Prioridade para a infância

A infância é fase fundamental na existência do ser humano, que começa sua história na concepção e segue depois do nascimento. A sociedade precisa participar desde cedo desse desenvolvimento.

A saúde coletiva deve ser uma prioridade do poder público. Isso, inclusive, está explicitado na Constituição federal do país em seu artigo 196, que estabelece ser essa área um direito de todos e um dever dos entes federados, aos quais cabe garantir esse suporte por meio de políticas sociais e econômicas capazes de reduzir riscos de doenças e promover o acesso universal e igualitário a ações e serviços para promoção, proteção e recuperação do bem-estar físico e psicológico da população. Nesse contexto, há muitos segmentos a serem atendidos.

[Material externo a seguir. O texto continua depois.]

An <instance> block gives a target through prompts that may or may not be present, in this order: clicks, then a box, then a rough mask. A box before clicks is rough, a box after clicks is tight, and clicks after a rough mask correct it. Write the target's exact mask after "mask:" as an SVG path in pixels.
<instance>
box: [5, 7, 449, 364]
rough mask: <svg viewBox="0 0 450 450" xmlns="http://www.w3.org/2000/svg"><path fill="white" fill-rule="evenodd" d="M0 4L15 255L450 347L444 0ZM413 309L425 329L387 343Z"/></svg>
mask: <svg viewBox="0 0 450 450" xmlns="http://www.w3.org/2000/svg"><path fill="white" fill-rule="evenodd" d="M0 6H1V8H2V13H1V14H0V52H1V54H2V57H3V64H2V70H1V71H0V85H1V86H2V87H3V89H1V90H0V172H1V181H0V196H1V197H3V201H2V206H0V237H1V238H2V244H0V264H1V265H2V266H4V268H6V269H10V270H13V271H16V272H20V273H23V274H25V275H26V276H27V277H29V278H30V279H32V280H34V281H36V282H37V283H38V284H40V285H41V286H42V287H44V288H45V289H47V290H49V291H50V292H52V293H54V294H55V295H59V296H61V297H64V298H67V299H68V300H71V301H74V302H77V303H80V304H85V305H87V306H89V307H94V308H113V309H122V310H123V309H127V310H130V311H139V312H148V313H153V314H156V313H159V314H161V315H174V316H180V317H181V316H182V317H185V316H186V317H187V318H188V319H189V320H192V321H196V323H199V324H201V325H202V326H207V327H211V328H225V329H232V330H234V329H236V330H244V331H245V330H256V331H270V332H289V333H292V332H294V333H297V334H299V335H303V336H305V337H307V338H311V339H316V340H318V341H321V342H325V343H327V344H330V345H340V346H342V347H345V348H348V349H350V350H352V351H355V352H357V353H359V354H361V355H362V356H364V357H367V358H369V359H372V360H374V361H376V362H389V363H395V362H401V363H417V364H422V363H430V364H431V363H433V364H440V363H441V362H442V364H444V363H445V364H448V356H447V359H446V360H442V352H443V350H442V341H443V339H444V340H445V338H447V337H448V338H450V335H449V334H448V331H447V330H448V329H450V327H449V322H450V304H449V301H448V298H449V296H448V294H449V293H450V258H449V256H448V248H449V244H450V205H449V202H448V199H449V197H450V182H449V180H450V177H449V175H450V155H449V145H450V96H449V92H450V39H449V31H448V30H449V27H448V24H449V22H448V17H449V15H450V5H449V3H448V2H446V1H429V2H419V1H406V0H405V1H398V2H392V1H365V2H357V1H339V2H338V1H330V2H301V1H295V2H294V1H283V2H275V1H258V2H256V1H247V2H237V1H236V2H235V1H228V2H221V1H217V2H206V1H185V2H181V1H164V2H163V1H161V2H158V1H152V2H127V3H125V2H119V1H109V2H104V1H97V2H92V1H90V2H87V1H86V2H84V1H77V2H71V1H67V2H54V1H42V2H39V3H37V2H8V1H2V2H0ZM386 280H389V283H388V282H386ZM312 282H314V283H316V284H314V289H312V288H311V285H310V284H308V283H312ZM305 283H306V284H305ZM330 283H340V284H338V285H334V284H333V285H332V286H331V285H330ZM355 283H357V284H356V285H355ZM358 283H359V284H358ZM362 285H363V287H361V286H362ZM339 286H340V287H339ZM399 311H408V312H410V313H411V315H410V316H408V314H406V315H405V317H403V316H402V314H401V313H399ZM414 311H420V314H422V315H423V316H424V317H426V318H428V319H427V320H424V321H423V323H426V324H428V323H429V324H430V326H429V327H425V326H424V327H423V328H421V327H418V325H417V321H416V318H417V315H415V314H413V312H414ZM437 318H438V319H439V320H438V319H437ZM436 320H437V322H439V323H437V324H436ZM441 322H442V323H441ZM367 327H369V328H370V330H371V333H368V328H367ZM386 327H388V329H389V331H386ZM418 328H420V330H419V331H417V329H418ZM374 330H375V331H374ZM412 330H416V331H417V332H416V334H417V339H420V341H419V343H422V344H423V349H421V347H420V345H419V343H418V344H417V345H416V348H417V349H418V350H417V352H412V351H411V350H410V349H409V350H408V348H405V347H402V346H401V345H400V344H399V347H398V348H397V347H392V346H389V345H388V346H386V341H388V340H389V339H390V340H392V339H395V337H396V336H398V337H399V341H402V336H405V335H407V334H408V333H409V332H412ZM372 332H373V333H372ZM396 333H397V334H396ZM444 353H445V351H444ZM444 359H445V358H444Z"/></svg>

Entre os procedimentos que merecem atenção especial estão aqueles relativos ao pré-natal das nossas crianças, os quais estão disponíveis pelo Sistema Único de Saúde (SUS). Esse acompanhamento da gestação e do pós-parto é essencial a fim de salvaguardar a saúde da mãe e do bebê, prolongando-se no tempo enquanto se fizer necessário. Esse processo todo é muito importante em vários aspectos, como para a detecção precoce de riscos, envolvendo hipertensão, diabetes gestacional e infecções que podem comprometer a gestação; promoção da saúde, orientando acerca de alimentação, atividade física, aleitamento materno e saúde emocional; e preparação para o parto, informando à paciente sobre suas opções e removendo suas dúvidas; além da criação de vínculos com a equipe responsável pelo parto. Após o nascimento, o acompanhamento deve continuar com orientações à genitora, realização da cobertura vacinal, aferição do desenvolvimento do recém-nascido no período crítico e prevenção de eventuais complicações, como depressão materna posterior. São muitas as variáveis que devem ser observadas nessa fase.

A infância é fase fundamental na existência do ser humano, que começa sua história na concepção e segue depois do nascimento. A sociedade precisa participar desde cedo desse desenvolvimento, cobrando medidas que ajudem cada pessoa a vivenciar boas experiências. A empatia e a solidariedade são imprescindíveis para vivermos coletivamente com harmonia.